Tehran: Iran executed three women in a single day, an NGO said on Friday.
What was their crime?
According to Norway-based Iran Human Rights (IHR), the three women were executed in different prisons – all for murdering their husbands in separate cases.
There has been a growing concern over the rising number of women being hanged in Iran, AFP reported. At least 10 women have been executed by the government this year so far.
Many of the women finished off husbands who were abusive or they married as child brides or relatives, according to activists.
IHR said Afghan national Senobar Jalali was executed in a prison outside Tehran.

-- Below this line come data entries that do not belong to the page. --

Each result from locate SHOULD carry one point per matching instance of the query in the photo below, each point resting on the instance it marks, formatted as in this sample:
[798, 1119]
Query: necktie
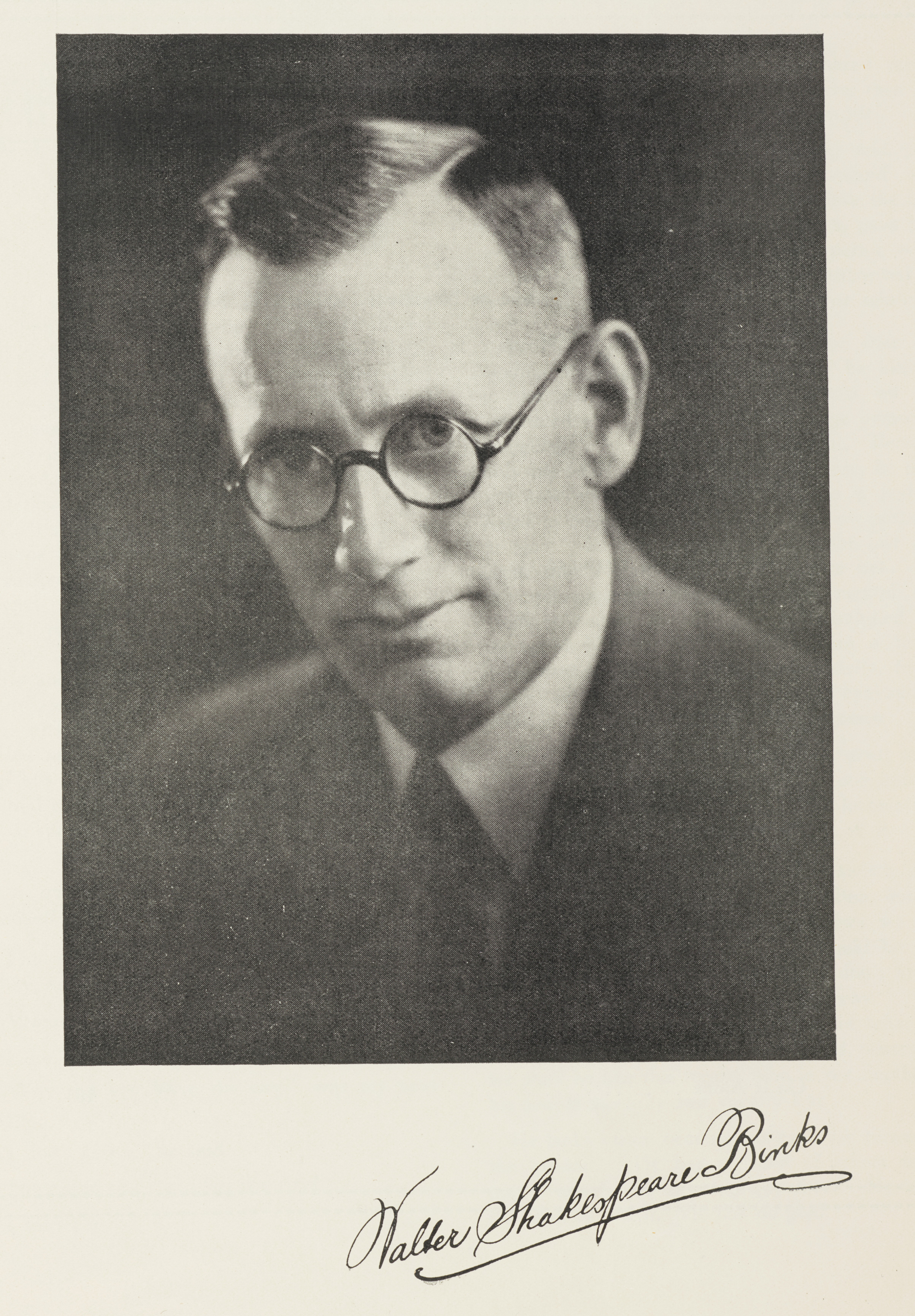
[456, 906]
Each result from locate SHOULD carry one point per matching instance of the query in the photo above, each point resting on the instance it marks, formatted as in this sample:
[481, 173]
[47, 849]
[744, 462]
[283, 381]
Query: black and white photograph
[445, 549]
[459, 764]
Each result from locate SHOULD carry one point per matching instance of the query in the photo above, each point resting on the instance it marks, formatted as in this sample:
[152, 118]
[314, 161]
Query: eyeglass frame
[236, 481]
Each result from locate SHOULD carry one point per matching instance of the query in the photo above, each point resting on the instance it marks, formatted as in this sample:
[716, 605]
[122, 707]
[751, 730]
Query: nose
[377, 531]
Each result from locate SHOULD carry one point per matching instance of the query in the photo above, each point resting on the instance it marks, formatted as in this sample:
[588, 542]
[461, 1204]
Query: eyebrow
[389, 417]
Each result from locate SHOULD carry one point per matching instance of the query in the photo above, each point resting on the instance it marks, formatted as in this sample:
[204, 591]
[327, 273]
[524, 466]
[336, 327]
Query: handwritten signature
[735, 1134]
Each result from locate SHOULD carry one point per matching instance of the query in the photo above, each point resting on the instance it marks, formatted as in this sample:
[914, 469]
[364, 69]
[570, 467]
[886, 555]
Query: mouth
[393, 624]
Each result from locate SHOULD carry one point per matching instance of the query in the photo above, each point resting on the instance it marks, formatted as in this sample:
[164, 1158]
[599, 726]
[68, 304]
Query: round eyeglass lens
[431, 461]
[292, 486]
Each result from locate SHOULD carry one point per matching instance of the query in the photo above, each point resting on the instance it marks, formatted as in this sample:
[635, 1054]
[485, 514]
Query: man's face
[435, 618]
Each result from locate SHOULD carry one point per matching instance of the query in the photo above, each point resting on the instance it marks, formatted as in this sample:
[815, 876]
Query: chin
[432, 702]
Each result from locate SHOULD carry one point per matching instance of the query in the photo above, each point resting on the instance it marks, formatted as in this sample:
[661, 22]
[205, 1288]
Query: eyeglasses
[427, 460]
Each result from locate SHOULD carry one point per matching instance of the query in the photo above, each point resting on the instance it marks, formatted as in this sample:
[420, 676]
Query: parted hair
[319, 190]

Soheila Abedi, who had been married at the age of 15, was hanged in a prison in the western Iranian city of Sanandaj. She murdered her husband 10 years after their marriage and was convicted in 2015.
The third woman — Faranak Beheshti, convicted five years ago for the murder of her husband — was executed in a prison in northwestern city of Urmia, IHR informed.
Activists are of the view that Iran’s laws are stacked against women, who don’t have the right to unilaterally demand a divorce, even in cases of domestic violence and abuse.
An IHR report published last October said that at least 164 women were executed between 2010 and October 2021.
This year, there has been an alarming surge in executions in Iran.
Over 300 people have been executed so far in Iran in 2022, according to IHR.
Washington-based Abdorrahman Boroumand Centre for Human Rights in Iran and London-based Amnesty International said Wednesday that Iran is carrying out executions at a “horrifying pace” in an “abhorrent assault” on the right to life.
Among those who have been arrested in recent weeks include director Mohammad Rasoulof, whose film ‘There is No Evil’ about the effects of use of death penalty in Iran won the Golden Bear at 2020 2020 Berlin Film Festival.
The authorities have been cracking down against critical voices.